Read on for an exclusive extract of The Moscow Cipher
Nazi-occupied France
July 16th, 1942
All four family members were at home when they came.
Monsieur and Madame Silbermann, or Abel and Vidette, were in the salon, relaxing in a pair of matching Louis XV armchairs after a modest but excellent lunch prepared by Eliane, the family housekeeper. Vidette was immersed in one of the romantic novels into which she liked to escape. Abel, meanwhile, was frowning at an article in the collaborationist newspaper Le Temps, in which he was reading of much more serious matters. Things in France were growing worse. Just a little over two years since the crushing might of the German Wehrmacht had rolled virtually unopposed into the country, each day seemed to bring a fresh round of new horrors.
Seated at the piano, framed by the bright, warm afternoon light that flooded in through the French windows, their seventeen-year-old daughter Miriam was working through the most difficult arpeggiated right-hand passage of the musical manuscript in front of her, pausing now and then to peer at the handwritten notes, some of which were hard to read on the faded paper.

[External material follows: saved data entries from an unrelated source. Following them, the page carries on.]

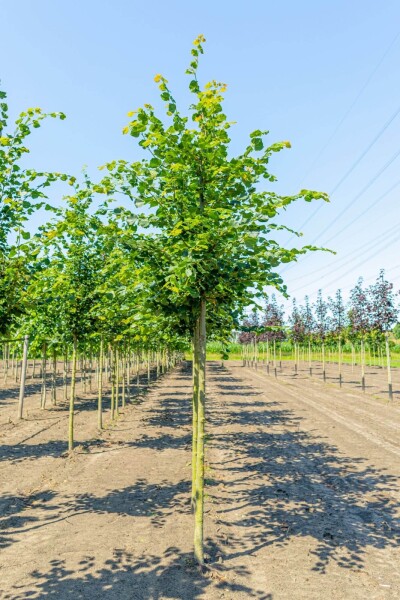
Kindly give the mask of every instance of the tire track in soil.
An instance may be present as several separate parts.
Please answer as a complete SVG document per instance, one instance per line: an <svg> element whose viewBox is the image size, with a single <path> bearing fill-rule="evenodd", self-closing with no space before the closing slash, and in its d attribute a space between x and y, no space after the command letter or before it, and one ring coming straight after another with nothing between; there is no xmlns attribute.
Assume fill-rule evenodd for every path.
<svg viewBox="0 0 400 600"><path fill-rule="evenodd" d="M274 600L399 598L398 448L394 460L352 432L359 444L342 419L332 424L336 413L302 402L296 383L288 387L237 364L210 366L212 499L224 564L243 560L253 585L268 586Z"/></svg>
<svg viewBox="0 0 400 600"><path fill-rule="evenodd" d="M301 386L288 397L253 375L208 364L213 571L191 563L192 381L178 369L103 444L45 459L55 468L5 515L5 600L399 598L398 477L383 448L357 433L361 446L350 443L342 423L299 402ZM360 458L371 447L378 466ZM14 464L14 486L34 465Z"/></svg>
<svg viewBox="0 0 400 600"><path fill-rule="evenodd" d="M262 381L262 382L268 381L268 379L266 379L266 377L268 377L268 376L264 377L257 373L252 373L252 377L259 381ZM279 385L285 386L285 393L288 394L289 396L291 396L291 398L293 398L297 401L300 401L304 404L307 404L308 406L312 407L314 410L317 410L318 412L323 413L325 416L329 417L333 421L340 423L341 425L343 425L343 427L350 429L353 433L361 435L362 437L367 439L369 442L372 442L373 444L376 444L377 446L384 448L388 452L391 452L392 454L395 454L396 456L400 457L400 444L399 443L397 445L395 445L392 442L385 441L384 438L387 437L387 434L385 434L384 431L380 431L379 435L378 435L378 434L374 433L371 429L370 430L366 429L366 426L364 424L360 425L358 421L354 420L354 415L352 413L356 413L357 415L366 416L365 411L360 411L353 406L351 406L351 407L349 405L346 406L345 403L342 403L339 407L340 410L345 413L345 416L342 416L342 415L338 414L337 412L327 408L324 404L321 404L321 402L318 403L315 400L313 400L310 397L310 395L306 393L304 388L300 387L300 385L297 386L297 389L296 389L296 386L294 384L290 384L290 387L292 387L294 389L289 389L289 385L285 384L285 383L283 383L283 384L275 383L275 382L270 383L271 388L276 388L276 386L279 386ZM324 395L328 396L328 394L324 394ZM330 400L336 400L336 398L330 398ZM389 408L389 410L390 410L390 408ZM400 426L398 424L395 425L393 423L387 423L385 421L380 420L379 418L370 419L369 425L371 426L373 424L379 425L383 430L385 428L393 429L397 434L400 434Z"/></svg>
<svg viewBox="0 0 400 600"><path fill-rule="evenodd" d="M193 566L191 385L191 372L177 369L126 407L104 444L44 458L49 470L32 475L35 493L17 495L3 513L1 598L272 599L249 585L240 561L205 573ZM13 465L14 488L36 465ZM216 529L207 521L212 558Z"/></svg>

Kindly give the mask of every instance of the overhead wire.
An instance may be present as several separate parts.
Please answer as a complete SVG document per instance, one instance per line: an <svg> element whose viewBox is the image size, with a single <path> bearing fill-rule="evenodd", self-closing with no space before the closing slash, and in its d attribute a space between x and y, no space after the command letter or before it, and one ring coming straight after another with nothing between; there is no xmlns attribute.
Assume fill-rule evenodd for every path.
<svg viewBox="0 0 400 600"><path fill-rule="evenodd" d="M394 233L396 230L398 230L400 227L400 223L396 223L395 225L392 225L391 227L389 227L388 229L386 229L385 231L383 231L382 233L380 233L377 237L374 238L374 244L371 246L371 241L368 240L368 242L365 242L364 244L361 244L361 246L358 246L357 248L355 248L352 251L352 256L349 258L348 254L345 254L344 256L342 256L341 258L337 259L335 261L335 269L337 264L339 263L339 266L337 268L342 268L344 265L348 264L349 262L351 262L352 260L354 260L355 257L357 257L357 255L364 251L365 248L373 248L376 245L379 245L381 243L381 241L383 241L384 239L387 239L387 236L389 236L390 234ZM342 261L345 261L343 264ZM299 275L298 277L295 277L293 279L291 279L291 281L298 281L299 279L304 279L305 277L309 277L309 276L314 276L315 273L321 273L322 271L326 271L329 270L330 272L332 272L332 266L331 264L328 265L324 265L323 267L320 267L318 269L313 270L312 273L310 273L310 275Z"/></svg>
<svg viewBox="0 0 400 600"><path fill-rule="evenodd" d="M377 254L380 254L381 252L383 252L384 250L386 250L387 248L389 248L390 246L392 246L399 239L400 239L400 232L396 234L396 236L390 241L390 243L388 243L385 246L383 246L382 248L380 248L377 252L374 249L373 253L370 254L370 255L368 255L367 258L364 258L362 261L360 261L356 265L353 265L351 267L351 269L349 269L345 273L341 273L340 278L346 277L346 275L349 275L352 271L354 271L354 269L356 269L356 268L360 267L361 265L363 265L367 260L370 260L370 258L372 258L372 256L376 256ZM372 247L371 247L371 249L372 249ZM340 267L340 268L342 268L342 267ZM331 285L333 285L334 283L336 283L337 281L339 281L340 278L336 277L335 279L333 279L332 281L330 281L328 284L325 284L324 287L329 288ZM295 290L293 290L292 293L296 293L296 292L304 289L305 287L310 287L310 284L306 284L304 286L300 286L299 288L296 288ZM310 295L315 295L315 292L313 292Z"/></svg>
<svg viewBox="0 0 400 600"><path fill-rule="evenodd" d="M385 50L385 52L383 53L381 59L378 61L377 65L375 66L375 68L372 70L371 74L369 75L369 77L367 78L366 82L364 83L364 85L362 86L361 90L359 91L359 93L357 94L356 98L354 99L354 101L352 102L352 104L350 105L349 109L346 111L346 113L344 114L344 116L342 117L342 119L340 120L340 122L338 123L337 127L335 128L333 134L331 135L331 137L328 139L327 143L324 145L324 147L322 148L322 150L319 152L318 156L316 157L316 159L313 162L312 168L308 171L307 175L305 177L308 177L309 173L312 171L313 167L315 166L315 163L318 161L318 159L320 158L320 156L323 154L323 152L326 150L326 148L329 146L330 142L332 141L332 139L335 137L337 131L340 129L341 125L343 124L343 122L346 120L346 118L348 117L348 115L350 114L350 112L353 110L354 106L357 104L359 98L362 96L364 90L367 88L368 84L370 83L371 79L373 78L373 76L375 75L375 73L377 72L377 70L379 69L379 67L381 66L381 64L383 63L384 59L386 58L386 56L389 54L390 50L392 49L392 47L394 46L394 44L396 43L398 37L400 36L400 31L397 32L397 34L395 35L395 37L392 39L392 41L390 42L389 46L387 47L387 49ZM395 111L395 113L389 118L389 120L384 124L384 126L382 127L382 129L378 132L378 134L375 136L375 138L373 138L373 140L370 142L370 144L367 146L366 150L364 150L361 155L357 158L357 160L353 163L353 165L350 167L350 169L348 169L348 171L344 174L344 176L340 179L340 181L334 186L334 188L331 190L329 196L332 196L337 189L340 187L340 185L342 185L342 183L344 183L344 181L347 179L347 177L353 172L353 170L357 167L357 165L361 162L361 160L365 157L365 155L369 152L369 150L371 150L371 148L375 145L375 143L379 140L379 138L381 137L381 135L386 131L386 129L389 127L389 125L392 123L392 121L397 117L397 115L400 112L400 107ZM303 178L304 181L305 178ZM301 185L301 184L300 184ZM306 225L308 225L308 223L315 217L315 215L321 210L321 208L324 206L323 203L319 204L315 210L311 213L311 215L309 215L307 217L307 219L300 225L299 230L301 231L304 227L306 227ZM286 244L289 244L291 242L291 240L293 239L294 236L290 237L289 240L286 242Z"/></svg>
<svg viewBox="0 0 400 600"><path fill-rule="evenodd" d="M340 229L334 235L332 235L330 238L328 238L326 240L325 244L329 244L332 240L334 240L336 237L338 237L339 235L341 235L344 231L346 231L346 229L348 229L349 227L351 227L351 225L353 225L353 223L355 223L356 221L358 221L358 219L360 219L362 217L365 217L366 213L368 213L372 208L376 208L376 206L382 200L384 200L384 198L386 198L386 196L388 196L390 194L390 192L393 192L393 190L396 189L399 185L400 185L400 179L398 181L396 181L388 190L386 190L386 192L384 192L381 196L379 196L379 198L377 198L376 200L374 200L373 202L371 202L371 204L369 206L367 206L366 208L364 208L361 216L360 215L355 216L351 221L348 221L346 223L346 225L344 227L342 227L342 229Z"/></svg>
<svg viewBox="0 0 400 600"><path fill-rule="evenodd" d="M393 154L393 156L391 156L390 159L379 169L379 171L377 173L375 173L375 175L372 177L372 179L370 179L369 182L362 188L362 190L360 192L358 192L358 194L353 198L353 200L351 202L349 202L348 204L346 204L346 206L343 208L343 210L341 210L340 213L338 215L336 215L336 217L328 223L328 225L325 227L325 229L320 231L318 233L318 235L314 237L311 244L315 244L315 242L318 240L318 238L320 238L324 233L326 233L332 227L332 225L334 225L357 202L357 200L359 200L361 198L361 196L363 194L365 194L365 192L367 190L369 190L369 188L375 183L375 181L377 179L379 179L379 177L382 175L382 173L384 173L386 171L386 169L388 169L390 167L390 165L396 160L396 158L398 156L400 156L400 148L398 150L396 150L396 152Z"/></svg>
<svg viewBox="0 0 400 600"><path fill-rule="evenodd" d="M365 82L362 85L360 91L358 92L358 94L354 98L353 102L350 104L349 108L346 110L346 112L344 113L344 115L342 116L342 118L340 119L340 121L338 122L338 124L336 125L334 131L332 132L332 134L328 138L327 142L324 144L324 146L318 152L317 156L314 158L314 160L313 160L310 168L308 169L306 175L303 177L302 182L305 179L307 179L307 177L310 175L310 173L312 173L312 171L313 171L315 165L317 164L318 160L321 158L321 156L323 155L323 153L325 152L325 150L328 148L329 144L334 139L334 137L336 136L337 132L339 131L339 129L341 128L341 126L343 125L343 123L345 122L345 120L347 119L347 117L349 116L349 114L351 113L351 111L353 110L353 108L355 107L355 105L357 104L357 102L359 101L359 99L361 98L361 96L363 95L363 93L366 90L366 88L368 87L370 81L374 77L375 73L378 71L379 67L381 66L381 64L385 60L386 56L389 54L389 52L391 51L391 49L395 45L395 43L397 41L397 38L399 36L400 36L400 31L398 31L396 33L396 35L394 36L394 38L390 42L389 46L386 48L385 52L383 53L383 55L381 56L381 58L379 59L379 61L375 65L375 67L372 69L371 73L368 75L367 79L365 80ZM302 183L300 185L302 185Z"/></svg>
<svg viewBox="0 0 400 600"><path fill-rule="evenodd" d="M400 150L396 151L395 155L386 163L386 165L384 165L384 168L380 169L380 173L385 170L386 168L388 168L390 166L390 164L392 164L392 162L397 158L397 156L400 154ZM379 177L379 174L376 174L372 180L370 180L370 182L363 188L363 190L357 195L356 199L358 199L358 197L361 196L362 193L364 193L375 181L376 179ZM400 185L400 179L397 180L388 190L386 190L386 192L384 192L383 194L381 194L376 200L373 200L373 202L367 206L366 209L363 210L362 215L356 215L351 221L348 221L344 227L342 227L342 229L340 229L339 231L337 231L334 235L332 235L330 238L328 238L326 240L326 242L324 242L324 244L329 244L333 239L335 239L336 237L338 237L339 235L341 235L344 231L346 231L346 229L348 229L351 225L353 225L353 223L355 223L356 221L358 221L361 217L363 217L367 212L369 212L372 208L375 208L384 198L386 198L386 196L388 196L390 194L390 192L392 192L396 187L398 187ZM345 210L347 210L347 208L345 208L342 211L342 214L345 212ZM325 228L324 231L327 231L328 227ZM319 236L318 236L319 237ZM312 242L310 242L311 244L314 244L316 242L316 240L318 239L318 237L315 237ZM311 255L308 255L311 256ZM285 273L286 271L293 269L296 265L295 264L291 264L288 265L287 267L285 267L284 269L282 269L281 273Z"/></svg>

Though she played the piano with a fine touch, Miriam’s particular talent lay with the violin, at which she excelled. The real pianist of the family was her little brother. At age twelve, Gabriel Silbermann’s ability on the keys was already outstripping that of his teachers, even that of his father. Abel had been a respected professor of music at the Paris Conservatoire for over twenty years until the venerable institution’s director, Henri Rabaud, had helped the Nazi regime to ‘cleanse’ it of all Jewish employees under the Premier Statut des Juifs law, which had come into effect the previous year, 1941.